Thin layer gel chromatography
The principle of this method is that during the advancement of the protein solution on the plate with the thinnest layer of Sephadex, their mixture is distributed unevenly. The distance traveled by each of the proteins from the original starting line, find the logarithms of their molecular masses. To determine the molecular mass of a protein by thin-layer gel chromatography, a calibration graph is constructed that reflects the dependence of the distances traveled by marker proteins on the logarithms of their molecular weights. Already on it find the path length of the studied protein and the mass of its molecule.

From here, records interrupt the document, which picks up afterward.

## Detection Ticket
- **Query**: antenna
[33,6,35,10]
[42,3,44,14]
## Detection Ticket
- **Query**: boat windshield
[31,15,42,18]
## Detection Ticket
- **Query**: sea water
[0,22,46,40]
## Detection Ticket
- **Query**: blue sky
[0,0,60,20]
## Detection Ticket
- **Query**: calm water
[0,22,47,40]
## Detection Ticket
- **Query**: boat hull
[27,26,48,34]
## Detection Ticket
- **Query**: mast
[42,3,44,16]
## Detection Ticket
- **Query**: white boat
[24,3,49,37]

To perform the experiment, you will need a table with a varying angle of inclination, as well as a chromatographic chamber. Of the reagents you will need Sephadex G-200 or G-150, sodium phosphate buffer, pH 7.4 (0.1 mol / l), a solution of bromphenol blue (0.1%), a solution of CH 3 COOH (5%), a solution CH 3 COONa (2%), marker protein kit, chromatographic paper.
Experiment
First, it is necessary to prepare Sephadex gel, for which its dry weight of 4 g is suspended in an excess of sodium phosphate buffer, and then left to swell for 3 days at n.o. A glass plate with sides of 20x40 cm is thoroughly washed. Before applying Sephadex to it, the buffer is decanted over it, and then the gel is mixed well. It is applied to a horizontally located plate with a porcelain spoon, and then distributed by rolling a glass rod 1x22 cm in size. The rolling is repeated until the gel layer is evenly distributed without lumps and bubbles 1 mm thick. The prepared plate is dried in air for 15 minutes, and then placed in a chromatographic chamber.
Phosphate buffer is poured into the extreme tanks, the gel is combined with buffer with chromatographic paper. Next, the camera is closed and placed on a special stand. The angle of its inclination is set at 7-10 °. For saturation, the camera is left overnight.

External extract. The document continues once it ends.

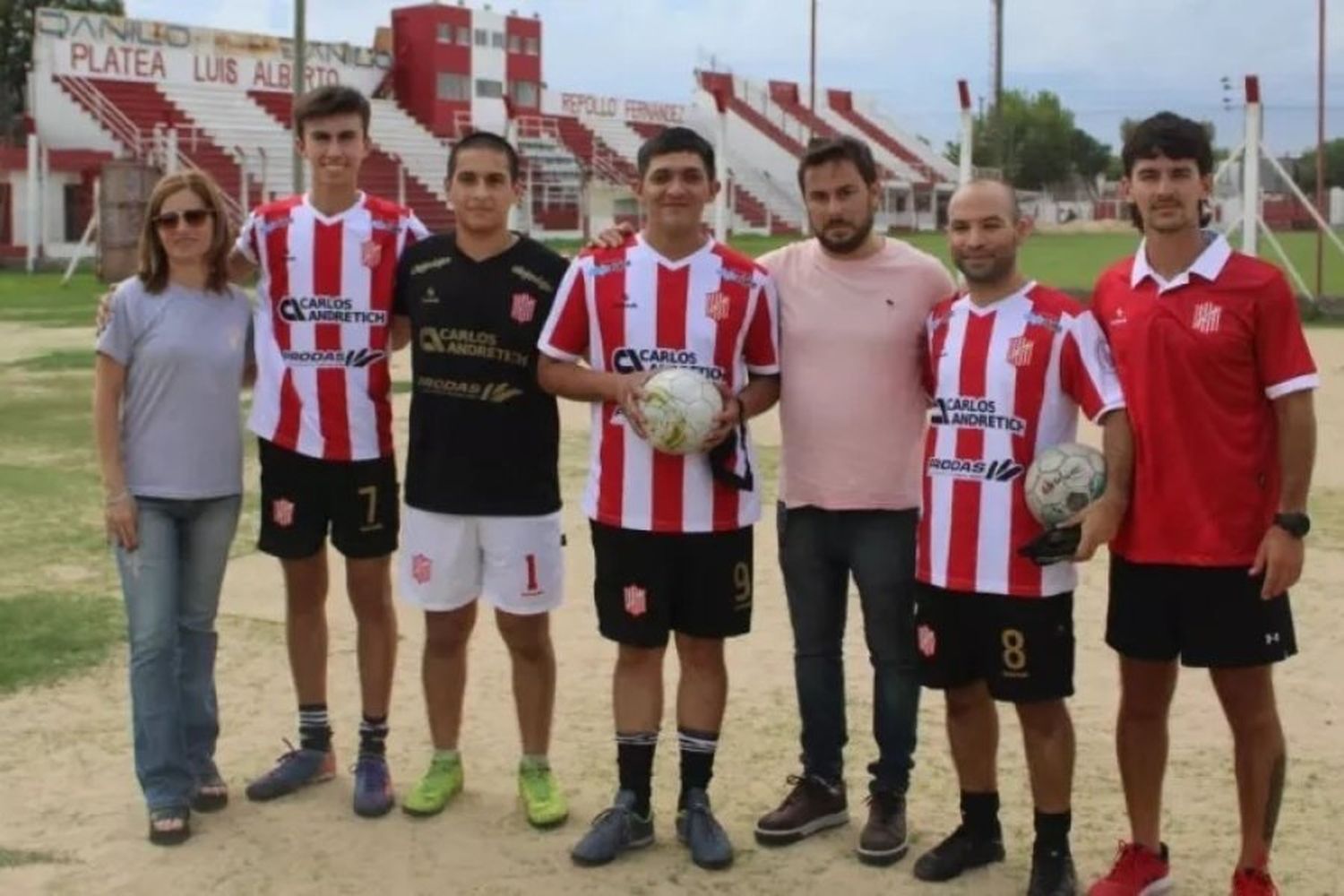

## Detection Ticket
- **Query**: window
[438,71,472,100]
[510,81,537,108]
[62,183,93,243]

Protein solutions, the molecular weight of which is known, as well as the test samples, are applied with a micropipette, the volume of each portion should be 0.02 ml. The plate is returned to a horizontal position and put portions of protein at specific points. The distance between them and from the upper edge should be 3 cm. Then the camera is closed and placed at an angle of 7-10 °. Gel chromatographic analysis is carried out for 4 hours
After the allotted time, the camera is placed horizontally, chromatographic paper is removed. The glass plate is placed on a stand in a horizontal position and a "replica" is removed on chromatographic paper. To do this, it is rolled up into a tube and applied to a thin gel layer, gradually unfolding. At the same time, the paper should stick to it, but it must be done carefully to keep it intact. The paper is left on the surface of the plate for 1 minute, then dried at a temperature of 90 ° C for 20 minutes. and placed in a special ditch for staining.
Deciphering the results
To identify protein zones, a "replica" is placed in a solution of bromphenol blue for 3 minutes. Next, the dye must be washed twice with a solution of acetic acid and fixed with sodium acetate. After that, the chromatographic paper is washed thoroughly in cold running water and dried. Then proceed to measure the distance traveled by each protein from the starting point to the center of the spot.

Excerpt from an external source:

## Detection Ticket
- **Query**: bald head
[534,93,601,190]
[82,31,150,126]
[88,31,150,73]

According to the data obtained, a calibration graph is built up, by plotting along the abscissa axis l a / l st (where index a refers to the analyzed one and st to the standard protein), along the ordinate axis - logM. By measuring the distance of the protein region of the test sample from the start, the molecular weight and the estimated structure of the protein molecule are determined from the built-in graph.